Newman proved that the SIR model could be accurately solved on a variety of networks [10]. Subsequently, Pastor-Satorras and Vespignani simulated the spread of infectious diseases on scale-free networks and discovered infectious diseases were ubiquitous in scale-free networks, and the topology of the network had a great influence on the spread of infectious diseases [11]. In recent years, with the popularity of complex network research, more scholars have considered the impact of network topology when studying the spread of COVID-19 epidemic. Wang et al. considered the heterogeneity of the number of contacts on the basis of asymptomatic infections in the SLIAR model [12] and studied the spreading dynamics of influenza-like diseases in the two non-uniform networks which are quenching network and annealing network [13]. In addition, other scholars have considered other realistic factors on the basis of complex networks and infectious disease models.

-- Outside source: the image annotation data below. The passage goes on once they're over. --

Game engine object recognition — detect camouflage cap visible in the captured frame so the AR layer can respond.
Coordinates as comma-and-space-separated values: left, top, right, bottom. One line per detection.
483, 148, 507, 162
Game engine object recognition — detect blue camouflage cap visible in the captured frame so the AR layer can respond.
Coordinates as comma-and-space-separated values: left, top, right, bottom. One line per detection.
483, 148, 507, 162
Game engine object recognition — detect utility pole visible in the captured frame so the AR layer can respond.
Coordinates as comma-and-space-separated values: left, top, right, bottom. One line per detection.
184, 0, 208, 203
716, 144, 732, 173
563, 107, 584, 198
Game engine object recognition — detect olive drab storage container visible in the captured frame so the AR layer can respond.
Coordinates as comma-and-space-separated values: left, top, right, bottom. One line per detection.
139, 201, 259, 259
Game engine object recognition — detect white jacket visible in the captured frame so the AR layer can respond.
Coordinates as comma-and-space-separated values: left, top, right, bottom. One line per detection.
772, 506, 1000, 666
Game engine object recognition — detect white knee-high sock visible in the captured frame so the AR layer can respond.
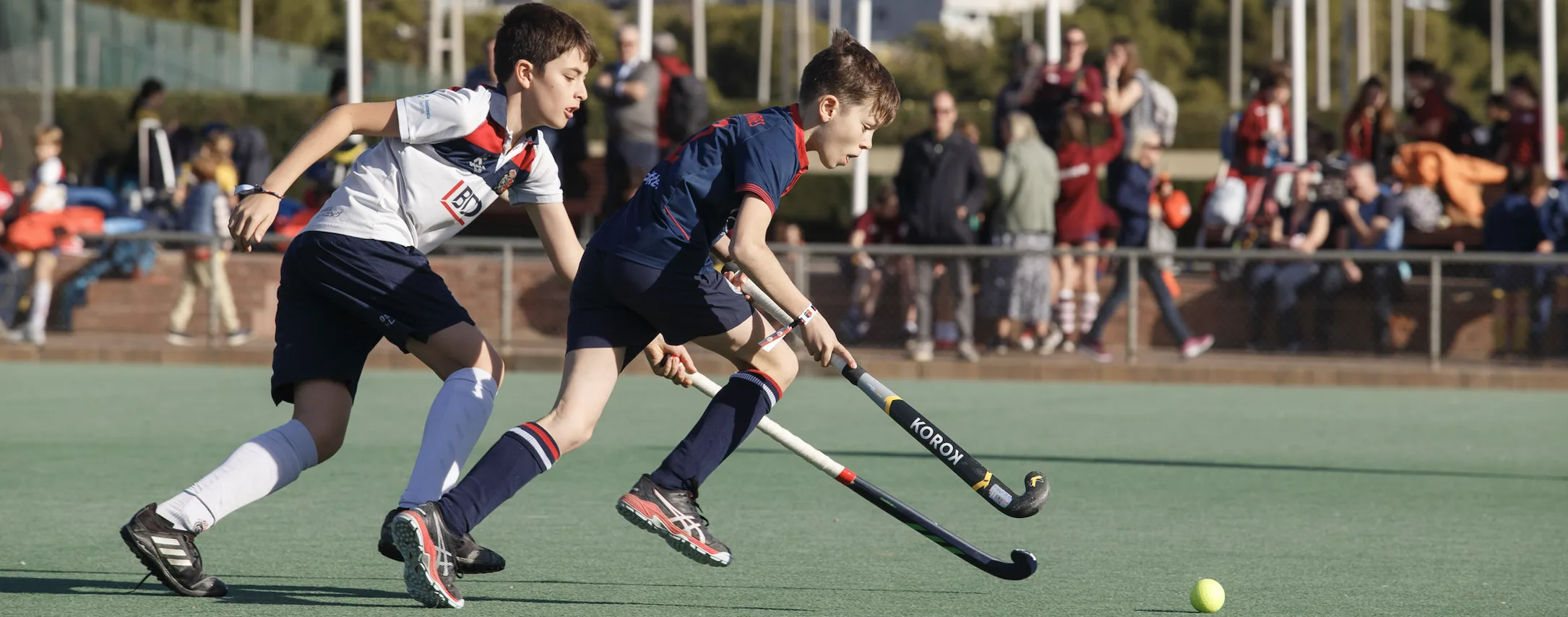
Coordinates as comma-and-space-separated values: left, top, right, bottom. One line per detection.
1079, 291, 1099, 332
158, 420, 316, 532
1057, 290, 1077, 335
398, 368, 496, 507
27, 280, 55, 332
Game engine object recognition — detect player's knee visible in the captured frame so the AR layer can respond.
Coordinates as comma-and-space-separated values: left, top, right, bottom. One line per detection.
549, 421, 593, 456
754, 346, 800, 390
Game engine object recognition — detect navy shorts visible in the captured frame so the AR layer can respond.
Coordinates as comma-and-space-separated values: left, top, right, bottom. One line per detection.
566, 247, 751, 357
273, 232, 473, 404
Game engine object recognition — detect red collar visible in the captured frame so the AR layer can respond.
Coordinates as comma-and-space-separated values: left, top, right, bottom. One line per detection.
789, 103, 811, 171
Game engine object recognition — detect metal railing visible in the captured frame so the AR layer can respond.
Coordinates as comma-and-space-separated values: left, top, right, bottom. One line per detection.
70, 232, 1568, 370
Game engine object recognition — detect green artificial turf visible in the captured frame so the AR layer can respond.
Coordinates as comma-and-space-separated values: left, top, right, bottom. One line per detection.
0, 363, 1568, 617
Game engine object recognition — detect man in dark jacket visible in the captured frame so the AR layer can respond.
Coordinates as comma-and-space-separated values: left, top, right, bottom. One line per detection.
894, 91, 985, 362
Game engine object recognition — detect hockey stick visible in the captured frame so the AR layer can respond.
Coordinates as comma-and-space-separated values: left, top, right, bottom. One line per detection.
744, 272, 1051, 518
686, 373, 1036, 581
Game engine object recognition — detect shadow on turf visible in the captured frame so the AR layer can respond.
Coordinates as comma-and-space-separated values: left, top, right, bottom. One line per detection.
0, 570, 811, 612
741, 448, 1568, 483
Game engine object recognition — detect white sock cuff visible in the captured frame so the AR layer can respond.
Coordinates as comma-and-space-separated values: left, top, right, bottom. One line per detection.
272, 420, 319, 466
447, 366, 499, 400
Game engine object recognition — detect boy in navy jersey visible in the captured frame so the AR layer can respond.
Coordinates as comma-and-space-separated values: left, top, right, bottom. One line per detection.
397, 30, 898, 607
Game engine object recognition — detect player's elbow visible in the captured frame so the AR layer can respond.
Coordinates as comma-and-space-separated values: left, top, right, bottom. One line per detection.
729, 235, 775, 269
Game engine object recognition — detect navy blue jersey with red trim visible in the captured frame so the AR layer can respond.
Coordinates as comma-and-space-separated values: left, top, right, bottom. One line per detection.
588, 105, 808, 274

For example, Zhang and Li constructed a random SEIR epidemic dynamic model that considers migration and human consciousness [14].

Compared with the study of transmission dynamics in a single-layer network, the real disease transmission process can be described more accurately in a double-layer or a multi-layer network. Zheng et al. constructed a two-layer network UAU-SIR model to characterize the coupling between the spread of infectious diseases and disease-related information or consciousness, and used the Markov chain method to work out the epidemic threshold [15]. This is an advanced method focusing on epidemic dynamics on multiple-layer coupling complex networks, and can describe the real transmission process than single-layer and homogeneous networks network transmission dynamics more accurately.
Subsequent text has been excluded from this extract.